Kupang (Antara NTT) - Aliansi Perjuangan Rakyat (APR) Nusa Tenggara Timur mendesak pemerintah agar segera melakukan setifikasi tanah bagi warga eks Timor Timur seluas tiga hektare di Desa Oebelo, Kecamatan Kupang Tengah, Kabupten Kupang.
"Sudah dua tahun APR bersama warga eks Timtim terus memperjuangkan kepemilikan atas tanah (sertifikat) namun urusannya masih berlarut-larut dan sepertinya dibiarkan saja oleh pemerintah," kata Koordinator APR NTT Gecio Assale Viana dalam keterangan tertulis yang diterima Antara di Kupang, Sabtu.
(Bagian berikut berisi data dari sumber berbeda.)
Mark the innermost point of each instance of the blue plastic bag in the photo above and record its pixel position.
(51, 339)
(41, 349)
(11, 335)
Gecio menjelaskan, tanah seluas tiga hektare itu telah didiami sebanyak 52 kepala keluarga WNI eks Timor Timur selama 14 tahun, sejak 2003 lalu.
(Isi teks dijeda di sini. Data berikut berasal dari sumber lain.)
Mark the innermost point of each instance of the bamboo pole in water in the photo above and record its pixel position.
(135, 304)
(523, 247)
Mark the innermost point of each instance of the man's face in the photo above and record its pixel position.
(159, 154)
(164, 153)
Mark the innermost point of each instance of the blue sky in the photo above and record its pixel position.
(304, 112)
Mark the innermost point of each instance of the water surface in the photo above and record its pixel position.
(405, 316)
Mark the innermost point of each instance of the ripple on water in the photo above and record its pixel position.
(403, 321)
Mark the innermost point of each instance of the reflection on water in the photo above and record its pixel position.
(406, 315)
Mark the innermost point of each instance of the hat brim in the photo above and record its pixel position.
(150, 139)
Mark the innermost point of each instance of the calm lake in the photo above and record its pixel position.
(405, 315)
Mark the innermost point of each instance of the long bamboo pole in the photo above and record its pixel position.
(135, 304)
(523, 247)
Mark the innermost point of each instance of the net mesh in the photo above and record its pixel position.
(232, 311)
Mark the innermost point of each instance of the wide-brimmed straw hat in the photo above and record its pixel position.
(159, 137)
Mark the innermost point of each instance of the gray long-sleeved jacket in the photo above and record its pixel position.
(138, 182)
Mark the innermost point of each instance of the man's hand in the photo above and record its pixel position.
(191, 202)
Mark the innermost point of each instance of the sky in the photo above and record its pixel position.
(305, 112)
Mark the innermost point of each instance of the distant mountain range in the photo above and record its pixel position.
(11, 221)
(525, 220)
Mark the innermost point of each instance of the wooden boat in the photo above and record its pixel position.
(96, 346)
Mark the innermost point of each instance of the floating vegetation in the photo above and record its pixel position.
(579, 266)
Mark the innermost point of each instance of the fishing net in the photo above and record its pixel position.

Tanah tersebut, katanya, merupakan relokasi yang diadakan Pemerintah Provinsi Nusa Tenggara Timur atau Pekerjaan Umum Bidang Cipta Karya dengan dukungan hibah Pemerintah Jepang senilai Rp53 miliar.
Menurutnya, tahapan yang seharusnya terpenuhi pemerintah setempat sampai pada pembagian sertifikat tanah dengan ukuran 20 m x 25 m bagi setiap kepala keluarga yang telah memilih bergabung dengan NKRI itu.
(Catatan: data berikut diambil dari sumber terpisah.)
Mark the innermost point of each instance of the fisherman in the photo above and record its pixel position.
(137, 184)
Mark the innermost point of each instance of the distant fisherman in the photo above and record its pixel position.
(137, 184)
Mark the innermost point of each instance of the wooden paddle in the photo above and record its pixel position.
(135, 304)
"Namun keadaan objektifnya hingga detik ini tahapan itu tidak dijalankan oleh pemerintah sehingga kami mendesak agar tanah ini segera disertifikasi agar tidak menimbulkan persoalan di kemudian hari," katanya.
Menurutnya Gecio, APR bersama warga yang mendiami lahan tersebut telah melakukan sedikitnya tujuh kali pertemuan yang melibatkan Pemerintah Kabupaten Kupang dan pemerintah provinsi, beserta tim kerja.
Ia mengatakan, dalam pertemuan itu pemerintah provinsi juga menyatakan tanah seluas tiga hektare merupakan aset Pemprov atas dasar transaksi jual beli yang sah walaupun belum ada peralihan hak.
"Pemerintah provinsi menilai tindakan klaim kepemilikan tanah oleh pemilik tanah sebelumnya merupakan tindakan melawan hukum akan tetapi dapat diselesaikan dengan arif dan bijaksana," katanya.
Namun, lanjutnya, pemerintah provinsi berjanji akan berupaya melakukan proses sertifikasi lahan bagi 52 kepala keluarga eks Timor-Timur itu, namun hingga kini belum dilakukan.
Atas sejumlah kesepakatan dalam pertemuan yang belum sampai pada tahapan realisasi itu maka APR menilai pemerintah setempat tidak maksimal menangani persoalan rakyatnya karena rentang waktu untuk mengurusnya sudah menahun.
"Urusan sertifikasi tanah ini terkesan adanya pembiaran karena banyak kesepakatan bersama dalam pertemuan yang melibatkan warga dan pemerintah namun tidak dijalankan," katanya.
Untuk itu, Gecio berharap agar janji penyelesaian dari pemerintah tersebut dapat direalisasikan sehingga warga eks Timor Timur dapat tinggal dengan aman dan nyaman serta bisa membangun kehidupannya di daerah itu.
"Karena bagi warga eks Timor Timur pengakuan hak atas tanah merupakan bentuk perhatian negara terhadap mereka boleh membangun kehidupan yang layak seperti masyarakat lainnya di NTT," katanya.